An Anthology in Thirty Volumes. 1917.

The Differing Spheres of Poetry and Painting

By Gotthold Ephraim Lessing (1729–1781)

From ‘Laocoön’

IF it be true that painting uses for its imitations wholly different means or signs from poetry,—namely, forms and colors in space instead of articulate tones in time,—if it be incontestable that these signs must bear a suitable relation to the thing signified, then coexistent signs can represent only coexistent objects, and successive signs only successive objects.

Coexistent objects are called bodies; consequently bodies with their visible attributes are the proper objects of painting.

Successive objects are called in general actions; consequently actions are the proper objects of poetry.

Bodies exist, however, not only in space, but also in time. They continue, and at every moment of their duration appear differently and in different relations to each other. Each of these momentary appearances and relations is the effect of a preceding and can be the cause of a succeeding one, and therefore the centre of an action; consequently painting can imitate actions, but only suggestively through bodies.

On the other hand, actions cannot exist in themselves, but must inhere in certain beings.
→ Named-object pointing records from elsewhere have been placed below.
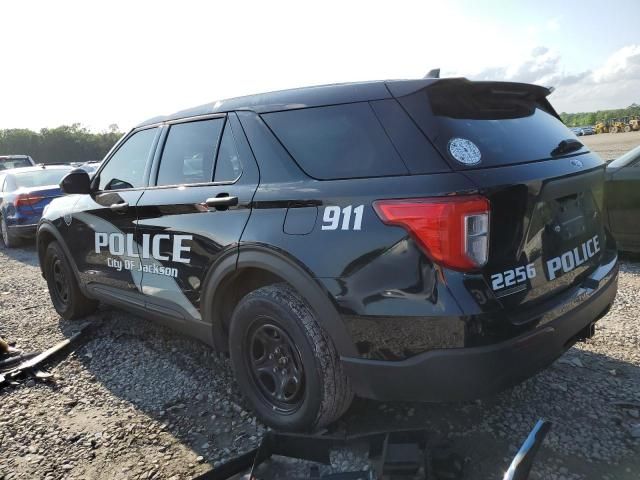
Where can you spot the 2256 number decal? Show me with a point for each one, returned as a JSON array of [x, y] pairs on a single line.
[[513, 277]]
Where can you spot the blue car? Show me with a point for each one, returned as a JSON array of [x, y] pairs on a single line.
[[24, 192]]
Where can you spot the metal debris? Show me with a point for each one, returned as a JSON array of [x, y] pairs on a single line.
[[29, 365], [397, 455]]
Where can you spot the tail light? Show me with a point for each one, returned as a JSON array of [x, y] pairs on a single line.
[[25, 199], [453, 231]]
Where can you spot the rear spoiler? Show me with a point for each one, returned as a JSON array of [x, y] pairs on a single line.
[[513, 90]]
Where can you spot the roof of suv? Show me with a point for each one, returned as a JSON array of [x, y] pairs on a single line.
[[301, 97]]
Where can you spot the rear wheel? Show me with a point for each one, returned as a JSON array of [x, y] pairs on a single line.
[[67, 299], [9, 239], [286, 365]]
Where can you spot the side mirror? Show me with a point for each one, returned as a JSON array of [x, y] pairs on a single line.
[[77, 181]]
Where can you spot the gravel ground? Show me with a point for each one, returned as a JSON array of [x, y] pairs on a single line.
[[611, 145], [137, 401]]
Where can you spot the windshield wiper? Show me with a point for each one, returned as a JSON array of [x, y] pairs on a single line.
[[566, 146]]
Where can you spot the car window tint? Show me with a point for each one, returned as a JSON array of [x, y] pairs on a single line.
[[40, 178], [9, 184], [341, 141], [125, 169], [228, 167], [189, 152]]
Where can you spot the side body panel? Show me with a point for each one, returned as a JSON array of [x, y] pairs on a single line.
[[192, 236]]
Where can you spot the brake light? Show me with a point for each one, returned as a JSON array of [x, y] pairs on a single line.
[[25, 199], [453, 231]]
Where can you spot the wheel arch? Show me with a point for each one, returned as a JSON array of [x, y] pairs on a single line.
[[46, 234], [256, 266]]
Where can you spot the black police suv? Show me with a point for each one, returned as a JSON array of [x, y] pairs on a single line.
[[434, 239]]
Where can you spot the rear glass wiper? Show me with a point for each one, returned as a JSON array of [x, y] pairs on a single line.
[[566, 146]]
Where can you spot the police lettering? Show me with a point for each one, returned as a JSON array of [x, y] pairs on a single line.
[[120, 244], [573, 258]]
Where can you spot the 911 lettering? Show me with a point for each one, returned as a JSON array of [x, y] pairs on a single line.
[[120, 244], [572, 259], [332, 214]]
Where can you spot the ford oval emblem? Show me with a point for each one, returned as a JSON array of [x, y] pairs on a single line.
[[576, 163]]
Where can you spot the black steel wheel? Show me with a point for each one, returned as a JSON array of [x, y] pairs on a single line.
[[275, 364], [60, 281], [286, 365], [66, 296]]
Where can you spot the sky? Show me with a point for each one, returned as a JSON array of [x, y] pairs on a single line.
[[120, 62]]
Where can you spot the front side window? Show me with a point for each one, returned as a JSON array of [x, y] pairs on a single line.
[[125, 169], [189, 152]]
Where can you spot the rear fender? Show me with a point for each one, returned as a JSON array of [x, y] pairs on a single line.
[[281, 265]]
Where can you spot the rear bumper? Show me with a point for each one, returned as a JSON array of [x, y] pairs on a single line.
[[468, 373]]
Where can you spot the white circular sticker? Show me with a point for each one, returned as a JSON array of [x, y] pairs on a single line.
[[464, 151]]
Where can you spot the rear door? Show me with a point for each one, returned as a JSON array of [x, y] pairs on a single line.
[[544, 186], [100, 233], [195, 210]]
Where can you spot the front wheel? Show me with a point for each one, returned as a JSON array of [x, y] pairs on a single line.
[[286, 365], [66, 296]]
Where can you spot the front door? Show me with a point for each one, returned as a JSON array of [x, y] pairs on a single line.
[[102, 226], [195, 210]]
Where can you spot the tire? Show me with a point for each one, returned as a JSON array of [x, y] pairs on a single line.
[[67, 299], [322, 391], [9, 239]]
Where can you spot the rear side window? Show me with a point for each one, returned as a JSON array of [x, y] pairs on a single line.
[[342, 141], [228, 167], [126, 167], [189, 152]]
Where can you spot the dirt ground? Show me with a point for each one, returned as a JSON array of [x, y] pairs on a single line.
[[137, 401], [611, 145]]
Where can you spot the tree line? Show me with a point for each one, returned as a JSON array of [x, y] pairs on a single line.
[[591, 118], [67, 143]]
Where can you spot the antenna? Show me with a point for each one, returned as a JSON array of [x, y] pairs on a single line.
[[434, 73]]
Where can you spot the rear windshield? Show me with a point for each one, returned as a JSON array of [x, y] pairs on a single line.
[[339, 141], [508, 123], [8, 163], [39, 178]]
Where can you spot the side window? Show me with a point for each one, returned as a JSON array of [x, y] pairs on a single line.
[[189, 152], [228, 167], [125, 169], [8, 185]]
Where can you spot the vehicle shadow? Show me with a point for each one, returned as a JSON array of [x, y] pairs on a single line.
[[189, 390], [25, 253]]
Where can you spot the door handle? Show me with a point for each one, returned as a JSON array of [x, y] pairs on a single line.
[[217, 202], [119, 207]]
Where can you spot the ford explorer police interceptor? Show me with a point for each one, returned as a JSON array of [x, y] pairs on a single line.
[[429, 240]]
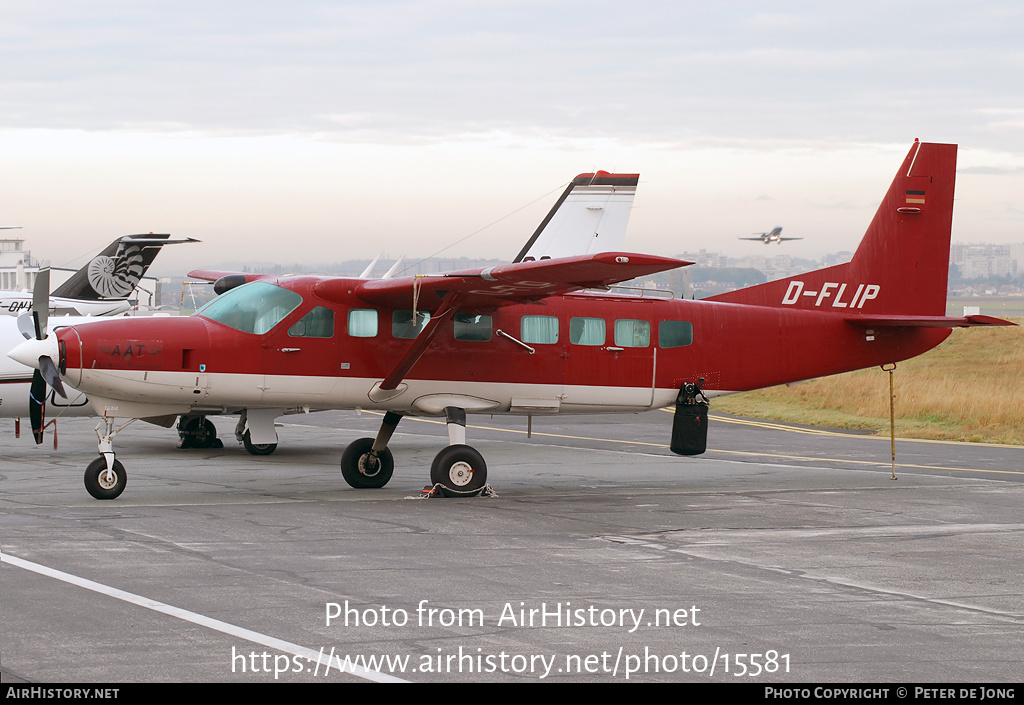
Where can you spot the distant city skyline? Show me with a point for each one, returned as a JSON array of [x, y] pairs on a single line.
[[327, 130]]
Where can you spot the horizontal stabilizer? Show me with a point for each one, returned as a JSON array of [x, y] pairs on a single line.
[[926, 321]]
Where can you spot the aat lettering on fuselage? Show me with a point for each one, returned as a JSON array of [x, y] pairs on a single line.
[[120, 355], [833, 292]]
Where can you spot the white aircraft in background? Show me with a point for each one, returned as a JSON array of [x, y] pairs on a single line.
[[102, 286], [772, 236]]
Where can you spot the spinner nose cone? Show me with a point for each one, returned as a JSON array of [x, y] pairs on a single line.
[[31, 350]]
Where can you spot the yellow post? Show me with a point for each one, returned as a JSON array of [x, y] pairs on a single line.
[[892, 413]]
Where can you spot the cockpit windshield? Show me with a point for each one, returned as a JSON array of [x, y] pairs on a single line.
[[253, 307]]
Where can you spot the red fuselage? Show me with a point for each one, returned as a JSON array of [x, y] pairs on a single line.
[[591, 353]]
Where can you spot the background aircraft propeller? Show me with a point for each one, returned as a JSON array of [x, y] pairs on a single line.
[[47, 372]]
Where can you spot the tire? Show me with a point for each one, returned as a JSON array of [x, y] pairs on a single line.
[[460, 469], [98, 486], [258, 448], [199, 432], [359, 472]]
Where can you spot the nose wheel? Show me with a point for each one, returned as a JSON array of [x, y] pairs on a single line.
[[104, 483], [363, 467]]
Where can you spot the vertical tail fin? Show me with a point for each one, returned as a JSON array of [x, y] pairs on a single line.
[[589, 217], [116, 272], [902, 263]]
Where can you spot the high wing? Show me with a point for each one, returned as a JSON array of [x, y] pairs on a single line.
[[503, 285]]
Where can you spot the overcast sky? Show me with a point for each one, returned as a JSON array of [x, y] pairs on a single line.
[[321, 131]]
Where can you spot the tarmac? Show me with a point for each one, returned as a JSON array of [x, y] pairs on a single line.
[[783, 554]]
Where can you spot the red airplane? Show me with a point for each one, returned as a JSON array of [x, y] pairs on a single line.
[[524, 338]]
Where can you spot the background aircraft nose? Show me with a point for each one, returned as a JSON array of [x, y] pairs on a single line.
[[29, 351]]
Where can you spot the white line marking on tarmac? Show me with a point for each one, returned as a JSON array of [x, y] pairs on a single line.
[[241, 632]]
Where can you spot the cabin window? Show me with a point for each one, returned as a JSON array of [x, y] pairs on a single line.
[[254, 307], [675, 333], [363, 323], [318, 323], [402, 325], [540, 329], [586, 331], [473, 327], [632, 333]]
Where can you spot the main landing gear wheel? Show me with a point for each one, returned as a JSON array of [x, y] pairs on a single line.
[[103, 484], [258, 448], [460, 469], [199, 432], [363, 469]]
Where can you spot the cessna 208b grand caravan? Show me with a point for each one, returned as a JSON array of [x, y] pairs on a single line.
[[590, 216], [522, 338]]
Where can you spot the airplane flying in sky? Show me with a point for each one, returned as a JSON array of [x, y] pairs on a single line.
[[102, 286], [772, 236], [524, 338], [591, 215]]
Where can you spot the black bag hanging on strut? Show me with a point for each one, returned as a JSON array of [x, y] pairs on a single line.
[[689, 426]]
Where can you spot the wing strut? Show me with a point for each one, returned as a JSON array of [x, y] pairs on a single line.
[[446, 309]]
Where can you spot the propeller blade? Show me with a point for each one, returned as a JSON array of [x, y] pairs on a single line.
[[37, 396], [50, 374], [41, 301]]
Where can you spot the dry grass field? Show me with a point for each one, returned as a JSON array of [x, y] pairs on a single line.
[[971, 387]]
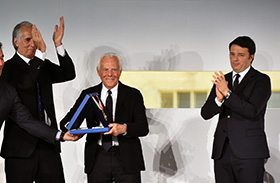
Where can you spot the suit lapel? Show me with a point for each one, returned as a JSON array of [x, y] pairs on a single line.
[[248, 77], [121, 98]]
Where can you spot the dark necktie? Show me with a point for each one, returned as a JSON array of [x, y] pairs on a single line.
[[107, 139], [39, 103], [236, 81]]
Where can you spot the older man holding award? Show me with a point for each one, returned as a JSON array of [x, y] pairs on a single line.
[[116, 155]]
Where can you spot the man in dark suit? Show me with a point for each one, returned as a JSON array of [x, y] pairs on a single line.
[[240, 98], [10, 105], [33, 76], [123, 161]]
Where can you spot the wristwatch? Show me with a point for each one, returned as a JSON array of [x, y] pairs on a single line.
[[61, 137], [228, 94]]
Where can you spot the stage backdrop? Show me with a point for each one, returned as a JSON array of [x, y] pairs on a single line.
[[147, 34]]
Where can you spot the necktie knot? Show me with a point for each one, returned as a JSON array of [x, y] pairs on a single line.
[[236, 81], [109, 102]]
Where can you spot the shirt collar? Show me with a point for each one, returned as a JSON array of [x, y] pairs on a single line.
[[242, 74], [113, 90], [24, 58]]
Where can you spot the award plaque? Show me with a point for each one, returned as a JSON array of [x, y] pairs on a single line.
[[100, 111]]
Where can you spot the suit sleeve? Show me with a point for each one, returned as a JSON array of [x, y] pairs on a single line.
[[22, 83], [65, 71], [24, 119], [251, 104], [139, 126]]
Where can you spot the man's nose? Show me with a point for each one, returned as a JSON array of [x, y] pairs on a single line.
[[32, 43]]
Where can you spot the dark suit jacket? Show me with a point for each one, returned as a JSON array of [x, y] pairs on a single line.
[[11, 106], [130, 109], [23, 77], [241, 116]]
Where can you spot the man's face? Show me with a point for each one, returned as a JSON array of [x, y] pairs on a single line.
[[240, 58], [1, 61], [109, 71], [26, 46]]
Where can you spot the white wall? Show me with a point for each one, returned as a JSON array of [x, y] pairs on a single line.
[[154, 35]]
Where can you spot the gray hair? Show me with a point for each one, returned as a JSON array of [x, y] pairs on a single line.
[[17, 32], [111, 55]]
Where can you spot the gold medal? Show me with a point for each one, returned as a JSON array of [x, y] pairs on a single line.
[[105, 116]]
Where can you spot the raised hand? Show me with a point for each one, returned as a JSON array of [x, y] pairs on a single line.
[[68, 137], [221, 85], [38, 39], [58, 33]]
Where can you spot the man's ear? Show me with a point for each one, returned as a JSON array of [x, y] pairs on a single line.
[[251, 58], [16, 42]]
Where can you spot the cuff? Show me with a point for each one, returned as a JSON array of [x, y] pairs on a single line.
[[60, 50], [219, 104]]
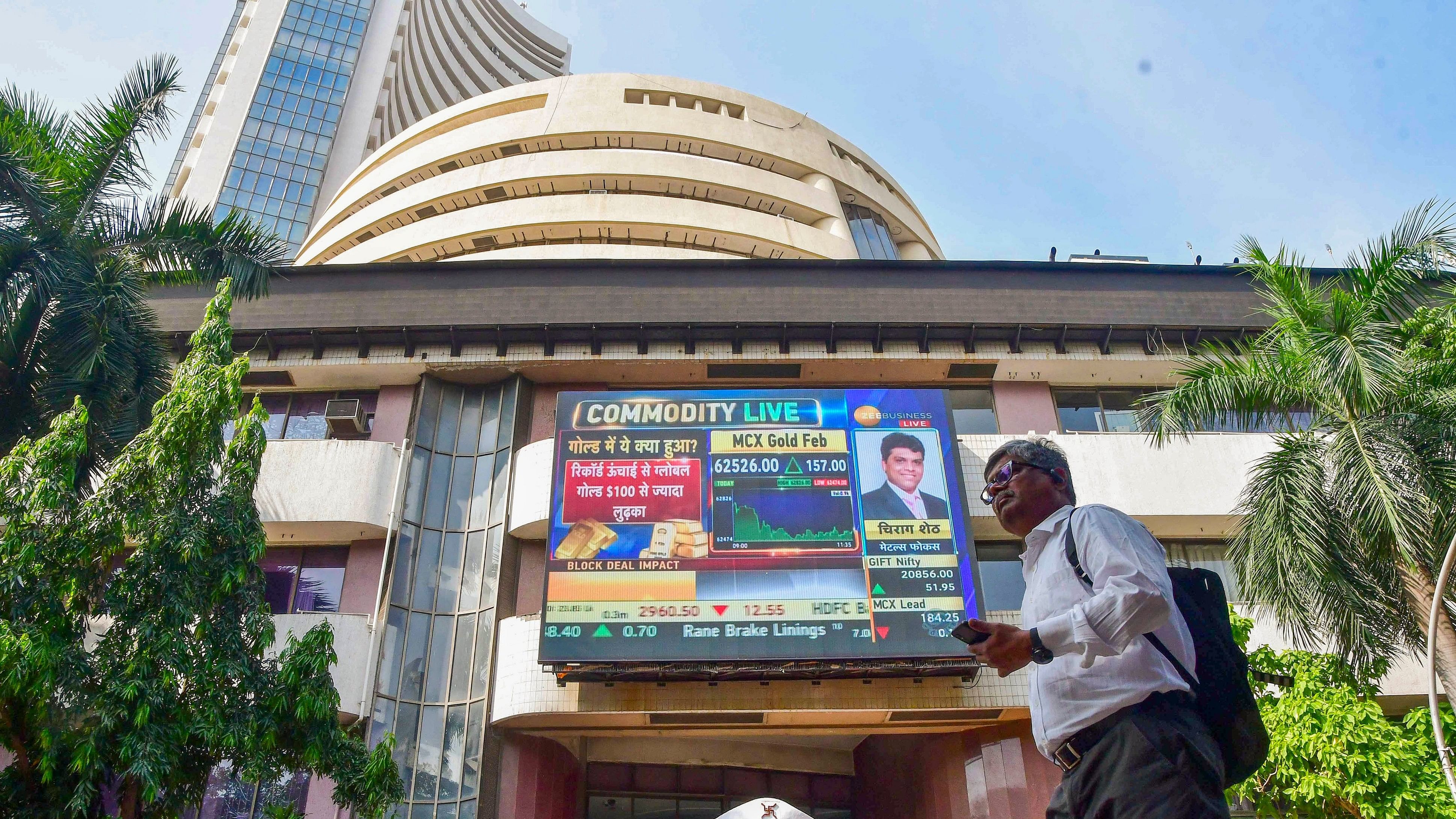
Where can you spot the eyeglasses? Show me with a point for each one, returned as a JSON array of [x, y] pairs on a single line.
[[1004, 477]]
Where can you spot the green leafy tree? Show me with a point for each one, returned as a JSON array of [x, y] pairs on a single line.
[[1333, 753], [1346, 521], [79, 251], [134, 640]]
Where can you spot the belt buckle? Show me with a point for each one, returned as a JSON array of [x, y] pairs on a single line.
[[1071, 761]]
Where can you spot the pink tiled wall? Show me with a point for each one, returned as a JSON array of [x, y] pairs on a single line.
[[392, 413], [362, 576]]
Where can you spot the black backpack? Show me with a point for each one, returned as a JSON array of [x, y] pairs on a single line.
[[1222, 691]]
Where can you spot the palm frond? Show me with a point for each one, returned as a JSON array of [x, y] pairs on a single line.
[[106, 139], [177, 242], [1238, 385], [1391, 273]]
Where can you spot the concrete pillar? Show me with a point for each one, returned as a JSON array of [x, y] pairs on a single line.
[[914, 251]]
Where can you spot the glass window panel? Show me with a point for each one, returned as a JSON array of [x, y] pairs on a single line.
[[461, 492], [280, 570], [228, 798], [500, 486], [427, 569], [306, 416], [405, 741], [439, 492], [321, 580], [1119, 414], [382, 722], [481, 493], [699, 809], [609, 808], [405, 544], [470, 423], [277, 407], [415, 486], [432, 741], [453, 760], [482, 653], [436, 680], [429, 413], [474, 567], [507, 423], [490, 419], [412, 674], [391, 650], [973, 413], [449, 419], [644, 808], [450, 556], [1078, 411], [493, 563], [289, 789], [474, 735], [1004, 585], [461, 666]]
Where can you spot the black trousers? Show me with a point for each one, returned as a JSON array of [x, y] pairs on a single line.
[[1158, 761]]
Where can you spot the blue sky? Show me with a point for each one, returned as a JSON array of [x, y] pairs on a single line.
[[1123, 127]]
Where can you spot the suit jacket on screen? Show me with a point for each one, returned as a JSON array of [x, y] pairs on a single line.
[[886, 505]]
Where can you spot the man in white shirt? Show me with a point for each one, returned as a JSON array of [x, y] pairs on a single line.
[[1106, 706]]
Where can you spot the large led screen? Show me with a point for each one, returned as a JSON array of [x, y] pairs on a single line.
[[753, 525]]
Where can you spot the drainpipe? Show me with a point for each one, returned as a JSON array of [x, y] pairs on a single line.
[[384, 570], [1438, 604]]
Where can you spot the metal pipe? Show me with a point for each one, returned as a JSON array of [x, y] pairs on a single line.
[[1438, 605], [384, 570]]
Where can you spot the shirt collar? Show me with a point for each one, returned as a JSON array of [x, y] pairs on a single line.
[[903, 494], [1045, 531]]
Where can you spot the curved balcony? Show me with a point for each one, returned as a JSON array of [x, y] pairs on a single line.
[[327, 492]]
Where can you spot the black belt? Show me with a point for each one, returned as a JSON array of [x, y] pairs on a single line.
[[1069, 754]]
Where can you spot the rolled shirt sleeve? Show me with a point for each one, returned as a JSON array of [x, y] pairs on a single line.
[[1122, 557]]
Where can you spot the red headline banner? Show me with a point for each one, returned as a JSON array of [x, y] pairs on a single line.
[[633, 492]]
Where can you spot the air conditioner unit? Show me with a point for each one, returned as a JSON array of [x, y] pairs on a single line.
[[346, 416]]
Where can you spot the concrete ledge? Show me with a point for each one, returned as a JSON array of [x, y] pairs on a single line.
[[329, 492], [530, 492]]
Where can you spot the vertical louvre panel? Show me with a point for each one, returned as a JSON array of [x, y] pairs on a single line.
[[434, 659]]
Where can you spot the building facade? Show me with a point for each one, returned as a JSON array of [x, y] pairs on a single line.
[[618, 167], [437, 608], [302, 91]]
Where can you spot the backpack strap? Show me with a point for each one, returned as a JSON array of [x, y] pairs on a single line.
[[1082, 575]]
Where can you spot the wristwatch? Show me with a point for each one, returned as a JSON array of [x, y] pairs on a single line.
[[1040, 653]]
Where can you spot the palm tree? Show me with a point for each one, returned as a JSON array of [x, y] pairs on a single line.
[[79, 250], [1347, 518]]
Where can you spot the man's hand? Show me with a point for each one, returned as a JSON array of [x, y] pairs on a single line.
[[1007, 649]]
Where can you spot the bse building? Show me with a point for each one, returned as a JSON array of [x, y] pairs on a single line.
[[630, 432]]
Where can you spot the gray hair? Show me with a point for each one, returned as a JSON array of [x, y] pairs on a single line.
[[1037, 452]]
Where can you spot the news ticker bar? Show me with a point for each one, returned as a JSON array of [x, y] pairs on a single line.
[[708, 611]]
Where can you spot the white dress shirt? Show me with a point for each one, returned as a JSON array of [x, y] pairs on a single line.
[[1101, 659], [912, 500]]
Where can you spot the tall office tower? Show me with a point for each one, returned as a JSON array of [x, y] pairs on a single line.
[[302, 91]]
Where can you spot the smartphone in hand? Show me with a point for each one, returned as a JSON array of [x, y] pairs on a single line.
[[966, 635]]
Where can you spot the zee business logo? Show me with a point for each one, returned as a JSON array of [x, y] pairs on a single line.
[[868, 416]]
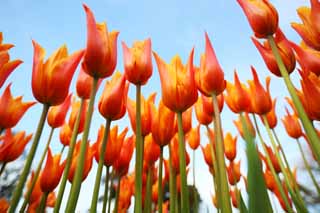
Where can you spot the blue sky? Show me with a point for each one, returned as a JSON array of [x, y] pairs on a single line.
[[174, 27]]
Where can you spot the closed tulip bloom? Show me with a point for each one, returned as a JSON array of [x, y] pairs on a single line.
[[307, 30], [11, 109], [51, 79], [285, 50], [138, 62], [12, 146], [260, 98], [162, 127], [179, 91], [230, 146], [146, 116], [262, 16], [112, 104], [57, 114], [100, 58], [193, 137], [51, 172], [237, 97]]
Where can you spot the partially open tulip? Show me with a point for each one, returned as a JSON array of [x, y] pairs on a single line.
[[112, 104], [146, 114], [11, 109], [162, 124], [179, 91], [210, 77], [51, 172], [262, 16], [51, 78], [57, 114], [285, 50], [100, 58], [230, 146], [237, 97], [12, 145], [138, 62], [261, 102]]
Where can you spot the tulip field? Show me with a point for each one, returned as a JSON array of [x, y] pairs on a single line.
[[145, 152]]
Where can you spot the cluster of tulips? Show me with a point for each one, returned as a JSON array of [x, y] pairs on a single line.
[[166, 124]]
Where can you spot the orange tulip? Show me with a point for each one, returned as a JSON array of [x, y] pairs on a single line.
[[100, 58], [6, 66], [292, 125], [233, 171], [262, 16], [11, 109], [65, 134], [138, 62], [75, 107], [260, 98], [51, 79], [121, 165], [146, 116], [162, 124], [151, 150], [193, 137], [12, 146], [57, 114], [179, 91], [237, 97], [51, 173], [285, 50], [230, 146], [87, 163], [112, 104], [307, 30], [210, 77]]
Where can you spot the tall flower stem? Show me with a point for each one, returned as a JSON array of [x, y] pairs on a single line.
[[182, 166], [306, 123], [106, 190], [223, 191], [172, 184], [139, 154], [23, 177], [36, 175], [306, 164], [160, 193], [76, 184], [69, 159], [95, 195]]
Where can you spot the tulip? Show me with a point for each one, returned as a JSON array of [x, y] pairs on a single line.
[[100, 58], [138, 62], [57, 114], [51, 173], [262, 16], [11, 109], [210, 77]]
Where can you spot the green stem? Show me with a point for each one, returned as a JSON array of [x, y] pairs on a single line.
[[115, 210], [23, 177], [43, 202], [106, 190], [160, 193], [69, 159], [224, 201], [306, 123], [182, 166], [37, 173], [172, 184], [77, 180], [139, 154], [306, 164], [102, 149]]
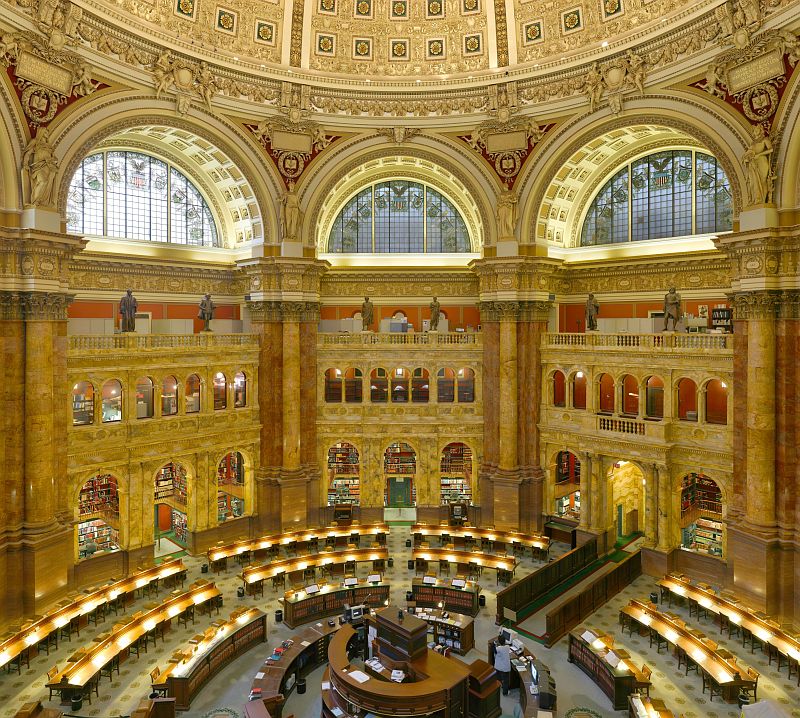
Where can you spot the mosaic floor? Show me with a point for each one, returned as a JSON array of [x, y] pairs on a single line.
[[224, 696]]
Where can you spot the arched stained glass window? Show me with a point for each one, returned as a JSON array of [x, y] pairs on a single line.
[[399, 216], [674, 193], [134, 196]]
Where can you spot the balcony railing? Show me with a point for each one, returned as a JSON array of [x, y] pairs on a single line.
[[427, 339], [666, 342], [621, 426], [90, 343]]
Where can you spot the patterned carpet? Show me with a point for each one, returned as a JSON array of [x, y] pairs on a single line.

So far as these beings are bodies or are regarded as bodies, poetry describes bodies, but only suggestively through actions.

Painting can use in its coexistent compositions only a single moment of the action; and must therefore choose the most pregnant one, which will render what precedes and follows most comprehensible.

In like manner poetry in its progressive imitations can use only a single property of bodies; and must therefore choose the one that awakens the most sensible image of the body, for the purpose to which it is to be put.

Hence the rule of singleness in picturesque epithets and of frugality in descriptions of material objects.

I should have less confidence in this dry deduction, if it were not fully confirmed by the practice of Homer; or if it were not rather the practice of Homer, from which I have derived it. The grand style of the Greeks can be determined and elucidated only by these principles, which are also justified by the opposite style of so many modern poets, who wish to vie with the painter in provinces in which they are necessarily surpassed by him….

Homer has usually but one stroke for one thing. A ship is to him now the black ship, now the hollow ship, now the swift ship, at most the well-rowed black ship. Further than this he does not indulge in any word-painting of the ship. But he makes a minute picture of the starting, the sailing, or the landing of the ship; a picture from which the painter who wishes to put it all on canvas would be obliged to make half a dozen pictures.